Fini difende gli indifendibili: il Mullah Omar, i Taliban, Slobodan Milosevic, la Libia di Gheddafi. Ma per quale ragione? Fini non è un no-global, non è un sovversivo, ha mandato prosaicamente a fare in culo tutti o quasi i difensori dell’estremismo di sinistra che scende in piazza a bruciare bandiere americane o israeliane (cosa riprovevole, non certo costume di Massimo Fini). Il perché dell’avversione di Massimo Fini per le guerre democratiche è più sottile. Fini stigmatizza la guerra senza combattimento, citando l’esempio del comandante della missione Nato in Afghanistan, Tommy Frank, che guidava le operazioni dall’assolata Tampa, in Florida. Fini vede con terrore quel “totalitarismo tanto più pericoloso, perché spesso inconscio, che non riesce a riconoscere e nemmeno più a concepire la dignità e il diritto dell’altro da sé”.

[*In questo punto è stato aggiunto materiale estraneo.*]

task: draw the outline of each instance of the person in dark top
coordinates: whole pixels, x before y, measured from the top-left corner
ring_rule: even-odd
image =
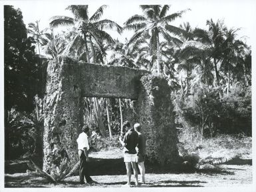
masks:
[[[136,148],[137,159],[136,162],[139,167],[141,181],[145,184],[145,155],[146,155],[146,138],[145,136],[140,132],[142,126],[139,123],[134,124],[134,129],[138,132],[139,136],[138,144]]]
[[[135,185],[138,185],[138,170],[136,165],[136,147],[138,143],[138,134],[135,131],[134,128],[131,128],[129,122],[126,121],[123,124],[124,128],[129,129],[125,134],[124,138],[119,138],[119,141],[124,147],[124,162],[126,167],[126,172],[128,176],[128,182],[126,184],[128,187],[130,187],[130,181],[132,177],[132,168],[134,170],[135,176]]]

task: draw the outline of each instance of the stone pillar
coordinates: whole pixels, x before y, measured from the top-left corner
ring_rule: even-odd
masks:
[[[161,165],[172,163],[178,159],[178,140],[170,87],[159,76],[144,75],[140,81],[135,119],[146,137],[147,159]]]
[[[61,59],[49,62],[44,102],[43,170],[56,180],[78,161],[76,140],[82,123],[80,89],[63,65]]]

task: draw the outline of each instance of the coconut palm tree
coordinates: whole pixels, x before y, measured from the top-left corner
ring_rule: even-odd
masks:
[[[155,66],[158,73],[161,73],[161,55],[160,45],[162,39],[168,42],[173,42],[178,45],[182,43],[178,35],[184,30],[170,24],[176,19],[181,17],[187,10],[168,15],[170,6],[162,5],[140,5],[144,15],[135,15],[128,19],[124,23],[124,28],[134,30],[134,34],[129,41],[129,44],[140,40],[148,39],[150,45],[150,54],[156,58]]]
[[[108,43],[114,42],[111,36],[104,30],[110,28],[116,30],[118,33],[121,33],[122,28],[115,22],[110,20],[100,20],[106,5],[100,6],[90,17],[88,15],[88,5],[70,5],[66,9],[71,11],[74,17],[55,16],[52,18],[50,25],[52,27],[57,27],[61,25],[74,26],[77,30],[74,31],[75,34],[68,45],[68,49],[72,48],[74,45],[84,45],[85,52],[81,56],[86,54],[86,62],[95,63],[96,60],[95,45],[98,46],[100,50],[102,50],[101,48],[104,41]],[[81,42],[82,38],[83,39],[82,42]],[[89,44],[90,45],[90,55],[89,53]],[[100,132],[102,136],[105,136],[106,131],[102,123],[102,111],[99,101],[96,98],[93,98],[92,101],[94,108],[97,110],[96,115]]]
[[[40,21],[36,21],[35,23],[29,23],[27,32],[34,38],[37,45],[38,53],[40,54],[40,46],[47,44],[47,34],[46,29],[39,29],[39,22]]]
[[[215,81],[216,85],[218,85],[220,78],[218,66],[221,65],[223,60],[223,44],[225,42],[227,28],[222,21],[217,20],[214,23],[211,19],[207,21],[206,25],[208,26],[207,30],[195,28],[193,31],[194,37],[197,41],[206,46],[205,48],[210,52],[209,56],[215,71]]]
[[[91,61],[94,63],[96,56],[92,40],[98,46],[100,46],[100,40],[105,40],[108,43],[114,42],[111,36],[104,30],[110,28],[121,33],[122,29],[114,21],[108,19],[100,20],[106,5],[100,6],[90,17],[88,15],[88,5],[70,5],[66,9],[71,11],[74,15],[74,18],[66,16],[55,16],[52,17],[50,25],[52,27],[61,25],[76,26],[78,31],[71,43],[72,44],[76,43],[82,37],[84,42],[82,44],[85,46],[87,62]],[[92,57],[90,57],[88,43],[91,46]]]

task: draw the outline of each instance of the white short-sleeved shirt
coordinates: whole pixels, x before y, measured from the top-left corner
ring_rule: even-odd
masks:
[[[79,134],[76,142],[78,144],[78,150],[83,150],[84,148],[86,148],[87,150],[90,149],[88,136],[85,132],[83,132]]]

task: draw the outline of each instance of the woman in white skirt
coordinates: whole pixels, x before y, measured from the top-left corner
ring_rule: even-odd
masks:
[[[128,182],[126,185],[130,187],[132,168],[136,179],[135,185],[138,186],[138,170],[136,164],[137,152],[136,150],[136,147],[138,143],[138,134],[134,128],[131,128],[129,122],[124,122],[122,126],[124,128],[127,128],[129,129],[125,134],[124,138],[122,138],[121,137],[119,138],[119,141],[124,147],[124,162],[126,164],[128,176]]]

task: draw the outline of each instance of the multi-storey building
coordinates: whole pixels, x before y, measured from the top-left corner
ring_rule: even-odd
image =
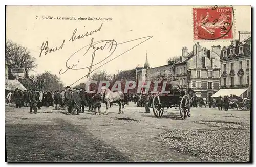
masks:
[[[175,76],[183,88],[191,88],[197,96],[207,99],[218,91],[220,86],[220,53],[219,45],[208,50],[198,42],[189,53],[183,47],[180,60],[175,65]]]
[[[247,89],[251,85],[251,32],[239,31],[238,33],[239,39],[231,41],[230,45],[223,47],[221,50],[222,89]],[[250,89],[244,90],[247,90],[240,95],[242,98],[250,96]]]

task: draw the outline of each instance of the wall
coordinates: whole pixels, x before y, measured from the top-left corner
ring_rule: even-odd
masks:
[[[146,80],[160,80],[161,78],[167,78],[170,80],[173,76],[173,73],[172,66],[166,65],[148,69],[146,70]]]

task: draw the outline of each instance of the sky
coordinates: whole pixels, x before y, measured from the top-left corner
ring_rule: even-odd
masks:
[[[169,57],[181,56],[183,46],[186,46],[188,52],[192,51],[193,45],[197,42],[193,40],[193,8],[191,6],[7,6],[6,38],[30,51],[38,64],[35,74],[50,70],[57,75],[65,86],[75,86],[88,80],[85,77],[74,83],[87,74],[93,56],[95,65],[92,70],[114,73],[134,69],[139,64],[143,66],[146,54],[151,67],[155,67],[167,64]],[[251,30],[251,7],[234,6],[234,38],[238,39],[238,31]],[[39,19],[48,16],[56,19]],[[57,19],[71,17],[75,17],[76,20]],[[88,17],[112,20],[90,20]],[[87,19],[78,20],[79,18]],[[79,35],[87,32],[88,35],[77,39]],[[46,41],[49,50],[56,47],[59,49],[46,55],[46,50],[43,50],[39,57],[41,48],[46,48]],[[198,42],[208,49],[213,45],[222,47],[230,43],[228,40]],[[102,50],[99,48],[104,46]],[[60,70],[63,73],[67,69],[66,63],[70,68],[78,69],[70,69],[59,74]]]

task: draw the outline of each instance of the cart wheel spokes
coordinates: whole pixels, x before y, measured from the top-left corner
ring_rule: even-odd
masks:
[[[245,110],[250,110],[251,109],[251,100],[246,99],[244,102],[244,108]]]
[[[186,94],[184,95],[180,101],[180,113],[182,120],[185,120],[189,115],[190,110],[190,102],[189,98]]]
[[[160,97],[158,95],[155,95],[154,97],[152,107],[155,116],[157,117],[162,117],[163,114],[163,107],[160,103]]]

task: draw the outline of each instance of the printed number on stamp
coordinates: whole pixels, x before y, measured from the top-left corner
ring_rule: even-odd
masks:
[[[193,8],[194,40],[233,39],[232,7]]]

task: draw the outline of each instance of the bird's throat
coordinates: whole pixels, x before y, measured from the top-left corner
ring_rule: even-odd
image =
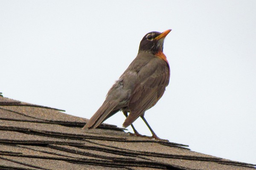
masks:
[[[166,62],[168,65],[169,65],[169,63],[168,62],[168,61],[167,61],[166,57],[165,55],[164,55],[164,54],[163,54],[163,53],[162,51],[158,51],[157,53],[156,53],[155,55],[157,57],[160,58],[161,59],[163,60]]]

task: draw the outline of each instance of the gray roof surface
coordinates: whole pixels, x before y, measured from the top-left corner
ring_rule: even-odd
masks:
[[[255,165],[134,136],[103,124],[0,95],[0,169],[252,170]]]

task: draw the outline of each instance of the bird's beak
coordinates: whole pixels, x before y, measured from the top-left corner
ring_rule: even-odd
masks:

E’ tutto qui. La ragione di un polemista di razza, la cui lettura è come un pugno allo stomaco, che costringe ciascuno di noi- comunque la si pensi, da qualunque orizzonte culturale e politico si provenga – a fare i conti con il lato oscuro della modernità. Ma George Lucas, Dart Fener e Guerre Stellari purtroppo non c’entrano, e non bastano a spiegare perché anche i più incalliti liberali e filo occidentali- se sinceri- non possono rimanere insensibili alle cannonate di Massimo Fini.

Che una sola volta sola si tradì, davanti al sottoscrittto, circa la sua ‘vera’ fede politica: “Ricordo con immenso piacere, negli anni Settanta, quando mi toccò seguire la cronaca di un processo contro due anarchici libertari, fondato sul nulla. E infatti alla fine vincemmo noi”. Ma lei era indagato? Perché usa il noi? “Non ero tra gli indagati. Vinse la nostra immortale utopia, quella di coniugare libertà e giustizia sociale”.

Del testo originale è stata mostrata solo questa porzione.